DvalinCode is early-stage software for local developer workflows. Security reports are welcome, especially findings that affect file access, shell execution, provider egress, audit logs, release artifacts, or AI permission boundaries.
Only the latest release and the main branch receive security fixes. Older
release lines may be patched when a maintainer decides the issue materially
affects active users.
For sensitive vulnerabilities, please use GitHub private vulnerability reporting:
https://github.com/arthurpanhku/dvalincode/security/advisories/new
If private vulnerability reporting is unavailable, contact the repository owner privately through GitHub. Please do not open a public issue for exploitable security vulnerabilities until a maintainer has had time to triage and prepare a fix.

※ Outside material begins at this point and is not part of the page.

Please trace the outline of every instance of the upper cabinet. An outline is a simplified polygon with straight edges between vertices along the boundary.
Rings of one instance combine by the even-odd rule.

For non-sensitive hardening requests or documentation issues, open a public issue:
https://github.com/arthurpanhku/dvalincode/issues/new
Useful report details include:
- Affected version, commit, platform, and install method.
- Reproduction steps or a minimal proof of concept.
- Impact, affected files, commands, provider requests, or release artifacts.
- Whether the issue exposes user data, secrets, local files, audit logs, or model/provider traffic.
- Initial acknowledgement target: 3 business days.
- Initial triage target: 7 business days.
- Fix target: as soon as practical based on severity, exploitability, and release risk.
- Public disclosure: after a fix is available, or earlier when coordinated with the reporter and maintainers.
Maintainers may use GitHub Security Advisories for coordinated disclosure, credit, CVE request, and private patch review when appropriate.
In scope:
- Unauthorized file read/write/delete or workspace boundary bypass.
- Unsafe shell execution, command approval bypass, or sandbox bypass.
- Provider egress bypass, API key exposure, or secret leakage.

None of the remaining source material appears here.